Pepper spent the holiday recovering from emergency surgery Christmas Eve to remove a “foreign object” in her stomach wreaking havoc on her system. (And I do mean havoc.) She’s been in a happy haze with the good meds, but she didn’t forget that the New Year was approaching – and with it, resolutions.
“I resolve to eat more slowly,” she told me. “I think I might enjoy my food more and feel full sooner,” she explained.
“I resolve for you to avoid eating toys and unrecognizable items from the yard,” I said.
She smiled sheepishly then quickly turned the conversation back to me, avoiding a further lecture. “What are your resolutions?” she asked.
“Well, for one, I’d like to lose the same 5 pounds I’ve been fretting about for a couple of years,” I answered.
She cocked her head in that puppyish way and asked, “What’s so hard about 5 pounds? Why haven’t you lost them yet?”
“I’ve been thinking about that,” I replied. “And I believe Amanda Palmer has it figured out. Amanda Palmer is a very cool indie rocker married to a famous author, Neil Gaiman…”
“Right! That Neil Gaiman. His wife Amanda has just written a wonderful book called The Art of Asking, or How I Learned to Stop Worrying and Let People Help. It’s in part about Kickstarter and other crowd-funding, as she was one of the pioneers in that area, but it’s also the story of her life. She’s been very successful as a solo artist following her career with the Dresden Dolls. She gave a TED talk that’s had eight million views. Before all that, she was a mime in Harvard Square – “the Eight-Foot Bride,” she was called. She also “danced” in clubs to make ends meet.
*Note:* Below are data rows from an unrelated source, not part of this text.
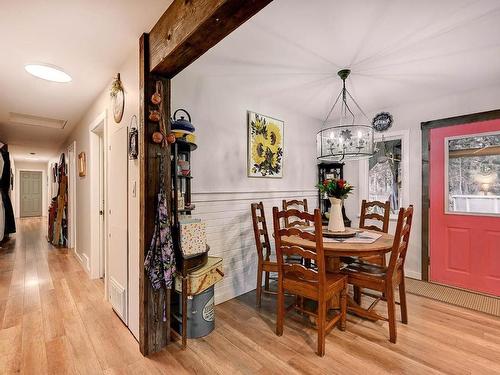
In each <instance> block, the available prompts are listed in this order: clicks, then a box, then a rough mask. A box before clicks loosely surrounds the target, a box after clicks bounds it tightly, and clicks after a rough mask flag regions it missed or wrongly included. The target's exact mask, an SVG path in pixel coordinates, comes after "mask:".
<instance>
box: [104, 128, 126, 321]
mask: <svg viewBox="0 0 500 375" xmlns="http://www.w3.org/2000/svg"><path fill="white" fill-rule="evenodd" d="M127 133H128V132H127V127H120V128H118V129H116V130H114V131H113V133H111V134H110V149H109V154H108V156H109V158H108V161H109V162H108V176H109V178H108V203H109V205H108V209H109V211H108V217H109V221H108V223H109V247H108V248H109V254H108V270H109V284H108V285H109V293H108V294H109V296H110V302H111V305H112V306H113V309H114V310H115V311H116V313H117V314H118V315H119V316H120V317H121V319H122V320H123V321H124V322H125V323H126V324H127V321H128V320H127V319H128V318H127V315H128V314H127V305H128V219H127V217H128V200H127V189H128V154H127V140H128V139H127V138H128V137H127Z"/></svg>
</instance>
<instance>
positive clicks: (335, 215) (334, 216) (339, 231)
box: [316, 178, 354, 232]
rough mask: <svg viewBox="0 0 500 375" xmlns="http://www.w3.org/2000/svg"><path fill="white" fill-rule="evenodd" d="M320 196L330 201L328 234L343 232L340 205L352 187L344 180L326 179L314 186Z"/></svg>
mask: <svg viewBox="0 0 500 375" xmlns="http://www.w3.org/2000/svg"><path fill="white" fill-rule="evenodd" d="M316 187H317V188H318V189H319V191H320V192H321V194H323V195H325V194H326V195H327V196H328V199H329V200H330V203H331V206H330V215H329V216H330V217H329V218H328V230H329V231H330V232H344V231H345V226H344V217H343V216H342V204H343V201H344V199H345V198H347V196H348V195H349V194H350V193H351V192H352V190H353V189H354V187H353V186H352V185H350V184H349V183H348V182H347V181H345V180H344V179H341V178H340V179H336V178H334V179H327V180H324V181H323V183H320V184H318V185H316Z"/></svg>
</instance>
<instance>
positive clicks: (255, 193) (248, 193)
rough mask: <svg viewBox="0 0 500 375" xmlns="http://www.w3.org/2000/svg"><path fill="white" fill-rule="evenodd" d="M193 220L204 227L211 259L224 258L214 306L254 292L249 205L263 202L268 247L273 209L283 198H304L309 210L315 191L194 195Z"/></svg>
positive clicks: (276, 205) (270, 238)
mask: <svg viewBox="0 0 500 375" xmlns="http://www.w3.org/2000/svg"><path fill="white" fill-rule="evenodd" d="M192 198H193V203H195V204H196V210H195V212H196V215H193V216H195V217H198V218H201V219H202V220H203V221H205V223H206V225H207V241H208V244H209V245H210V253H209V255H210V256H218V257H222V258H223V259H224V263H223V264H224V273H225V276H224V280H223V281H222V282H220V283H218V284H217V285H216V287H215V302H216V303H217V304H219V303H222V302H224V301H227V300H229V299H231V298H234V297H237V296H239V295H241V294H244V293H246V292H248V291H250V290H253V289H255V284H256V282H257V251H256V249H255V239H254V234H253V227H252V219H251V213H250V204H251V203H253V202H259V201H262V202H263V203H264V209H265V212H266V220H267V227H268V230H269V235H270V240H271V246H272V247H273V251H274V240H273V237H272V232H273V230H272V229H273V220H272V208H273V207H274V206H277V207H279V208H281V205H282V200H283V199H302V198H307V203H308V206H309V211H312V210H313V209H314V208H315V207H317V201H318V197H317V191H316V190H314V189H311V190H293V191H289V190H275V191H263V192H257V191H253V192H207V193H193V195H192Z"/></svg>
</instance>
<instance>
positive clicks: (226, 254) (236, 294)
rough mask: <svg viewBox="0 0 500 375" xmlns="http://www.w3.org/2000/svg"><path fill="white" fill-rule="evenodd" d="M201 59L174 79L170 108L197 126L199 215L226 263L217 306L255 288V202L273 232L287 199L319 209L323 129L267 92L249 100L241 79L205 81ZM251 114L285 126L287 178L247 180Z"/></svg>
mask: <svg viewBox="0 0 500 375" xmlns="http://www.w3.org/2000/svg"><path fill="white" fill-rule="evenodd" d="M215 48H217V47H215ZM204 60H205V59H204V57H203V56H202V57H201V58H200V59H199V60H197V61H196V62H195V63H194V64H193V66H191V67H188V68H187V69H186V70H184V71H183V72H182V73H180V74H179V75H178V76H176V77H175V78H174V79H173V81H172V109H174V110H175V109H177V108H185V109H187V110H188V112H190V114H191V116H192V122H193V124H194V126H195V127H196V132H195V133H196V137H197V144H198V149H197V150H196V151H194V152H193V154H192V175H193V176H194V179H193V182H192V189H193V202H194V203H195V204H196V209H195V212H194V214H195V215H196V216H198V217H200V218H202V219H203V220H204V221H205V222H206V223H207V237H208V243H209V245H210V247H211V249H210V253H209V255H211V256H220V257H223V258H224V268H225V269H224V272H225V277H224V280H223V281H222V282H221V283H219V284H218V285H217V286H216V301H217V303H220V302H223V301H225V300H227V299H230V298H233V297H235V296H238V295H240V294H243V293H245V292H248V291H250V290H252V289H255V286H256V285H255V283H256V276H257V271H256V264H257V253H256V250H255V240H254V237H253V229H252V222H251V216H250V203H252V202H258V201H261V200H262V201H263V202H264V206H265V209H266V214H267V217H268V218H267V220H268V228H269V230H271V229H272V217H271V215H272V207H273V206H279V207H281V200H282V199H284V198H303V197H305V198H307V199H308V201H309V202H310V203H309V206H310V207H311V208H314V207H316V205H317V198H316V194H317V193H316V190H315V188H314V185H315V184H316V137H315V136H316V131H317V130H318V129H319V127H320V125H321V124H320V122H319V121H317V120H313V119H310V118H307V117H304V116H303V115H301V114H300V113H298V112H296V111H294V110H290V109H285V108H279V107H278V106H276V105H273V104H272V103H271V102H270V101H269V100H268V98H266V95H265V92H262V95H259V96H251V94H249V93H248V91H246V90H244V89H243V86H244V83H243V80H241V81H240V80H239V79H238V77H234V76H227V77H226V76H224V75H216V76H214V75H210V74H204V73H203V64H204ZM193 67H194V69H193ZM200 72H201V73H200ZM245 82H246V81H245ZM247 110H252V111H255V112H258V113H261V114H264V115H269V116H271V117H274V118H278V119H281V120H283V121H284V122H285V125H284V158H283V163H284V164H283V165H284V170H283V174H284V177H283V178H281V179H273V178H248V177H247V169H246V168H247Z"/></svg>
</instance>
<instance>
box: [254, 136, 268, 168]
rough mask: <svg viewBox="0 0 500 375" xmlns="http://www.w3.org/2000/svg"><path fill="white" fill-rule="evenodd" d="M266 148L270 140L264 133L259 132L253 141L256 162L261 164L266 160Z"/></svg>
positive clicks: (254, 153)
mask: <svg viewBox="0 0 500 375" xmlns="http://www.w3.org/2000/svg"><path fill="white" fill-rule="evenodd" d="M266 148H268V141H267V140H266V138H265V137H264V136H263V135H262V134H257V135H256V136H255V137H254V139H253V142H252V160H253V161H254V163H256V164H261V163H262V162H263V161H264V160H266Z"/></svg>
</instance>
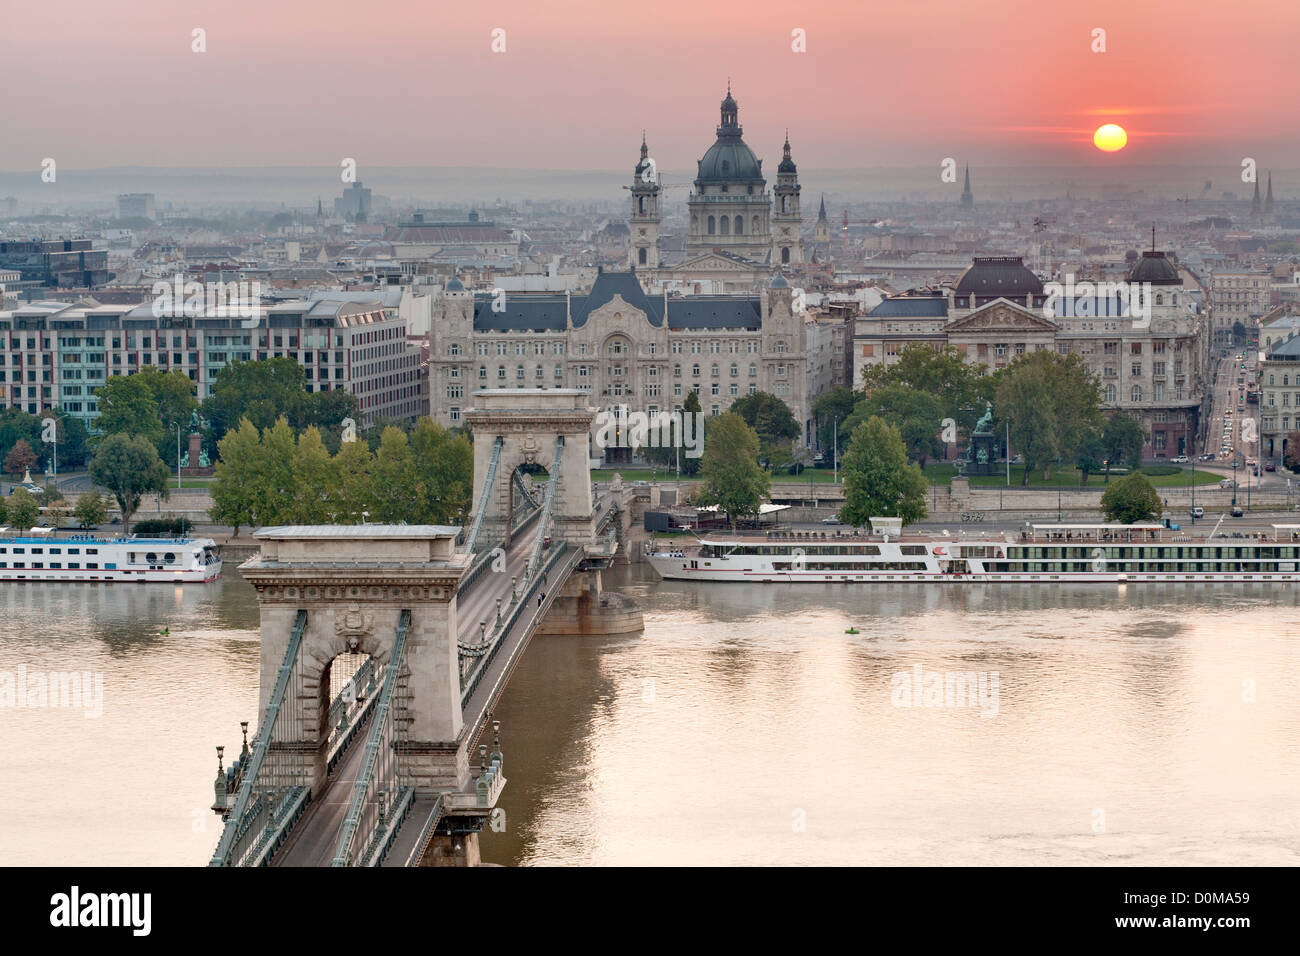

Her book is provocative and wonderful on what connection and love can look like between husband and wife, friends, and even strangers on a city street. Here’s the story from her book I wanted to share with you:
A farmer is sitting on his porch in a chair, hanging out.
A friend walks up to the porch to say hello, and hears an awful yelping, squealing sound coming from inside the house.
‘What’s that terrifyin sound?’ asks the friend.
‘It’s my dog,’ said the farmer. ‘He’s sittin’ on a nail.’
‘Why doesn’t he just sit up and get off it?’ asks the friend.
The farmer deliberates on this and replies:
‘Doesn’t hurt enough yet.’
“So Pep, I’m thinking that maybe those 5 pounds don’t hurt enough yet. I’m not sure if that’s a good thing or bad, but I think it’s a fact.”
Pepper reflected for a moment. “I think it’s silly to sit on a nail in the first place,” she said.
We made a deal that I would try not to sit on nails and she would try not to eat her toys.